2017 Shared Mobility City Index Results
movmi’s 2017 Shared Mobility City Index (SMCI) report though, shows those cities that are putting pressure on parking are setting up to get the shared mobility services they’ve wanted.
Three cities in the 2017 SMCI not only grew faster than their peers, but also increased their average monthly parking prices more than any others. San Francisco, Denver, and Toronto are growing by leaps and bounds and are doing so while paying attention to the true cost of parking.
This is good news for shared mobility providers since often a city’s parking policies, or lack thereof, can create a huge barrier to entry for new companies to launch in a city or even expand.
A city’s stance on parking can have a huge effect on the success of other transportation services available. If it’s easy and cheap to park in a downtown area, why would anyone choose to take a car2go or ride with Lyft to get around? Pricing on-street parking and prioritizing off street parking in garages frees up the use of a street’s curb space for an assortment of other beneficial uses, such as deliveries, travel, and shared mobility uses.
SMCI 2017 Parking & Land Use Rankings
movmi’s SMCI 2017 ranks 20 North American cities on who is most likely to attract shared mobility service providers and where those services are most likely to succeed. Ranking cities based on 5 index measures: Urban Density, Commute Patters, Sustainability Plans, current Shared Mobility Services, and Parking Prices, the SMCI uses a weighted scoring scheme to determine which cities are doing all they can to thrive in the sharing economy and which ones may have some risks.
While Commute Patterns, Sustainability Plans, and Shared Mobility account for 85 out of the 100 points available, the difference between a city making into the top half of the SMCI often comes down to their density and parking costs.
Cities Shared Mobility Service Providers Should Consider
San Francisco, #4 in the SMCI 2017, has many challenges to contend with as it continues to grow, including with regards to parking. San Francisco has the right kind of density though, with 18,440 residents/square mile; making it second to only New York City in the SCMI 2017 for density. San Francisco can be expensive to get around if you want to travel by car, but with some of the best transit service in the country, a monthly downtown parking rate at 4.3% of the annual median income (or $320/month) encourages residents to consider alternative ways to travel.
Denver, the fastest growing city in the US, added over 18,000 new residents in one year according the US Census Bureau. While not the densest of the SMCI cities at 4,461 residents/square mile, Denver increased their average monthly parking costs to 2.9% of the annual median income at around $170/per month for a downtown parking garage. That’s a 77% increase from the 2016 SMCI scoring. It’s no surprise then to see Denver move from #15 to the #11 spot in the 2017 SMCI.
Toronto, the largest and fastest growing city in Canada, reaching over 6 million residents in its metropolitan area, boosts a high population density of 11,400 residents/square miles and downtown parking at 5.0% of the median income at $315/month. Ranked #7 in Parking and #8 for Density, Toronto is well positioned for shared mobility service providers to consider.
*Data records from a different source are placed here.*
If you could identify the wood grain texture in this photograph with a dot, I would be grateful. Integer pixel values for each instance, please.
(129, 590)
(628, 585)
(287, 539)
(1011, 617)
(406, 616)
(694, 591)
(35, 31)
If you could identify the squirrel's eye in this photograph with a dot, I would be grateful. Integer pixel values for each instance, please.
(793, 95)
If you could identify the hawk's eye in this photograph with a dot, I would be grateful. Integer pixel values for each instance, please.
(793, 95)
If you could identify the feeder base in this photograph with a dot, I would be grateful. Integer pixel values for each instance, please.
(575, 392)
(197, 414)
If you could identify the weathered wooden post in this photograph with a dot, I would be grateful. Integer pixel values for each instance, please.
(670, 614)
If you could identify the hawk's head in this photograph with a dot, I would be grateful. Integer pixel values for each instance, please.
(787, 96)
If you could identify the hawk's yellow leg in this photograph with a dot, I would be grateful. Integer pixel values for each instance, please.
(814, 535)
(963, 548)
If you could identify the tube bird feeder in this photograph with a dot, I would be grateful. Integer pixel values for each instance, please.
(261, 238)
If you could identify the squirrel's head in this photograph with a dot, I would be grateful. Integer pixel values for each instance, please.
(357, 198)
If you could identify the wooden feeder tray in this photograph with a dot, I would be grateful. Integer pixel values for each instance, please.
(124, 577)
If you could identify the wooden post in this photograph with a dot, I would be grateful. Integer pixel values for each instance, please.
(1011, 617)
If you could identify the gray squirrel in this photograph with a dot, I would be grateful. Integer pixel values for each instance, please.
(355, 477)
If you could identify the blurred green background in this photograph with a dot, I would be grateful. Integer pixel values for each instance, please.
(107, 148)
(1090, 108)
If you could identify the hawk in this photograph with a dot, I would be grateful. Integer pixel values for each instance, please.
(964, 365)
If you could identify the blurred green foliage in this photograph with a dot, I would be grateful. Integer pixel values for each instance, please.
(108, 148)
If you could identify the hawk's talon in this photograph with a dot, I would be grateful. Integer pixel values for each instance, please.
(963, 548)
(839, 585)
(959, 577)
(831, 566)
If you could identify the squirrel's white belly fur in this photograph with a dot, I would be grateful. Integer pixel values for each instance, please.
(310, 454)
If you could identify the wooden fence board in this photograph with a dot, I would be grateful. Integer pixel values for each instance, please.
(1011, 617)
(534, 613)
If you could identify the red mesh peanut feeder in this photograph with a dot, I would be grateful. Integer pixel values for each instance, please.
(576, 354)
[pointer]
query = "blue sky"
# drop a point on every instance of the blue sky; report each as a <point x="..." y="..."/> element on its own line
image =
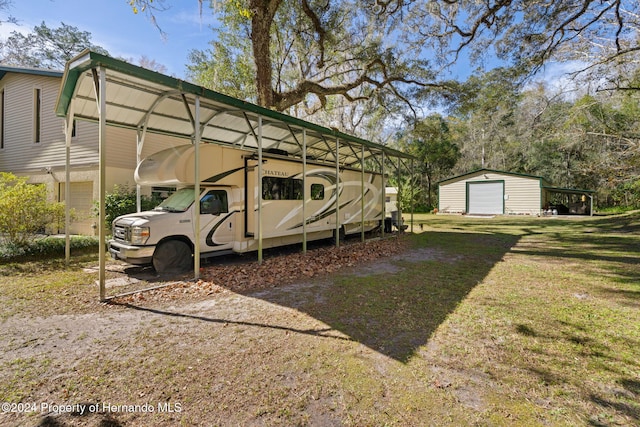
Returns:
<point x="114" y="26"/>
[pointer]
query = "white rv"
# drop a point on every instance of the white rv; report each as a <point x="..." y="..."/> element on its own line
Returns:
<point x="165" y="236"/>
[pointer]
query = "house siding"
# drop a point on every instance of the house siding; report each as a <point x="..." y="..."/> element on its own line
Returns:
<point x="44" y="162"/>
<point x="522" y="193"/>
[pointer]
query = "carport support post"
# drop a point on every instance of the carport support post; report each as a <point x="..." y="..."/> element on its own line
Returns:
<point x="260" y="190"/>
<point x="102" y="107"/>
<point x="398" y="191"/>
<point x="362" y="204"/>
<point x="384" y="195"/>
<point x="68" y="126"/>
<point x="411" y="193"/>
<point x="196" y="226"/>
<point x="304" y="191"/>
<point x="140" y="135"/>
<point x="337" y="193"/>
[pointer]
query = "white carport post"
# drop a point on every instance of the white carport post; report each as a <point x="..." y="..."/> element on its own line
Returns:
<point x="384" y="195"/>
<point x="337" y="193"/>
<point x="68" y="128"/>
<point x="196" y="220"/>
<point x="101" y="92"/>
<point x="140" y="135"/>
<point x="259" y="189"/>
<point x="304" y="191"/>
<point x="411" y="193"/>
<point x="362" y="204"/>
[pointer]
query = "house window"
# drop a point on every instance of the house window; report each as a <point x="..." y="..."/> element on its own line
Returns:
<point x="37" y="114"/>
<point x="317" y="192"/>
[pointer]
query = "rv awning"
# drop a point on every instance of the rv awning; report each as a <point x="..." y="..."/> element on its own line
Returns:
<point x="141" y="99"/>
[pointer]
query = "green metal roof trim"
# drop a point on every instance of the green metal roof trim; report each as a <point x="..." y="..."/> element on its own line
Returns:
<point x="568" y="190"/>
<point x="4" y="69"/>
<point x="541" y="179"/>
<point x="483" y="170"/>
<point x="228" y="121"/>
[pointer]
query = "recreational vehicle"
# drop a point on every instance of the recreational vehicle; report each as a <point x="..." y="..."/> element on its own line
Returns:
<point x="229" y="202"/>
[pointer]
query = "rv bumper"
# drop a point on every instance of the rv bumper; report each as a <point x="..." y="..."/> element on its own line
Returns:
<point x="137" y="255"/>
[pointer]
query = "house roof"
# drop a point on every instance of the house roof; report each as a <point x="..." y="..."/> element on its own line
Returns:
<point x="484" y="170"/>
<point x="543" y="181"/>
<point x="4" y="69"/>
<point x="142" y="99"/>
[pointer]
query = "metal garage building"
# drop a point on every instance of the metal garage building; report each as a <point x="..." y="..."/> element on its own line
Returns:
<point x="493" y="192"/>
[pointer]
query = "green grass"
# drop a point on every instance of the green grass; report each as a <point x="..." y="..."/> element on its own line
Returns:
<point x="497" y="321"/>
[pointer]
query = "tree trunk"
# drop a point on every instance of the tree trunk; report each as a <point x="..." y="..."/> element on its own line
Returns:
<point x="262" y="14"/>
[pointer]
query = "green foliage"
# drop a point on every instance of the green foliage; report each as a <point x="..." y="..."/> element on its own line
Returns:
<point x="46" y="47"/>
<point x="47" y="247"/>
<point x="122" y="201"/>
<point x="25" y="210"/>
<point x="430" y="141"/>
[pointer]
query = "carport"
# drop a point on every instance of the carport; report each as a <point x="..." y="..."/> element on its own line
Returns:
<point x="112" y="92"/>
Many factors go into considering whether to launch in a new market and no one factor tells the full story of how a shared mobility service will be received. The SMCI 2017 helps validate which cities are moving in the right direction by looking at 29 criteria over 5 categories, with parking and density playing key roles as leading indicators of success.
If city officials or the comments section of a local newspaper say car sharing or TNCs is “the thing” to solve a city’s transportation woes, look to the SMCI 2017 to see how they rank for parking costs and density.
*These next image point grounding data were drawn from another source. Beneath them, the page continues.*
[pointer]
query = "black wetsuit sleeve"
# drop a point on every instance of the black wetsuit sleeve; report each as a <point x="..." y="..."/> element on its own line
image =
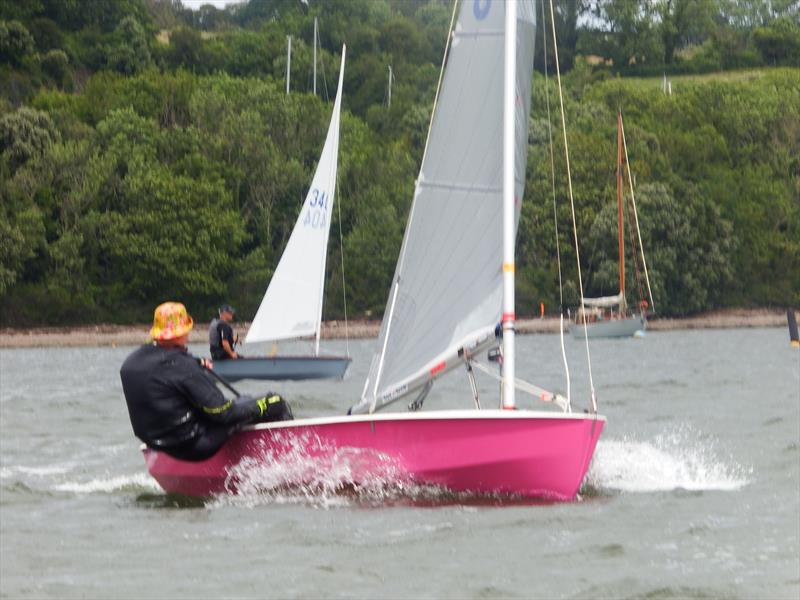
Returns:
<point x="207" y="398"/>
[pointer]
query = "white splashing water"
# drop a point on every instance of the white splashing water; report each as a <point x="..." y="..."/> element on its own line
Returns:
<point x="307" y="470"/>
<point x="110" y="484"/>
<point x="674" y="460"/>
<point x="43" y="471"/>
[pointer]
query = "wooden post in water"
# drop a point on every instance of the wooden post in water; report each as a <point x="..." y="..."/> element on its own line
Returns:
<point x="794" y="339"/>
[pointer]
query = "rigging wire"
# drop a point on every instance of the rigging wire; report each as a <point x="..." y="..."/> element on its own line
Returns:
<point x="555" y="210"/>
<point x="572" y="207"/>
<point x="322" y="68"/>
<point x="636" y="218"/>
<point x="344" y="286"/>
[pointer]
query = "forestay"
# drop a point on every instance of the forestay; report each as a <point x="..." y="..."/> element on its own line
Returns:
<point x="292" y="305"/>
<point x="447" y="289"/>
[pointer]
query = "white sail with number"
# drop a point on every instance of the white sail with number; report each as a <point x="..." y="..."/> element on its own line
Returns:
<point x="292" y="305"/>
<point x="446" y="293"/>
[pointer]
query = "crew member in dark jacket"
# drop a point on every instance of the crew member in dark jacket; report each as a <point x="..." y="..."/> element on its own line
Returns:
<point x="173" y="405"/>
<point x="220" y="334"/>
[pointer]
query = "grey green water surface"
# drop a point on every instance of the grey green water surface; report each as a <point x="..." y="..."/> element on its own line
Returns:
<point x="694" y="490"/>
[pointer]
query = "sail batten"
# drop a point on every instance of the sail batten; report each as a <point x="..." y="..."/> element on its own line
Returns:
<point x="447" y="289"/>
<point x="292" y="305"/>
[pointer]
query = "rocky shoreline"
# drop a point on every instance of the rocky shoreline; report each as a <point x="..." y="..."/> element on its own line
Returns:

Today residents want fast, cost-effective, and convenient connections to their destinations and that often means by paying for better service rather than paying for parking. Pricing parking accordingly recognizes there is a cost to the space used for parking and not everyone can park right in front of their favorite store. Instead, creating an attractive market for shared mobility services by charging more for monthly parking allows more people to choose better ways to get around for an even lower cost.
~ Jessica Szelag is a transportation and land use professional who loves cities. Jessica worked on the update to the 2017 SMCI report and currently can be found in Anchorage, Alaska focusing on bike and trail policies.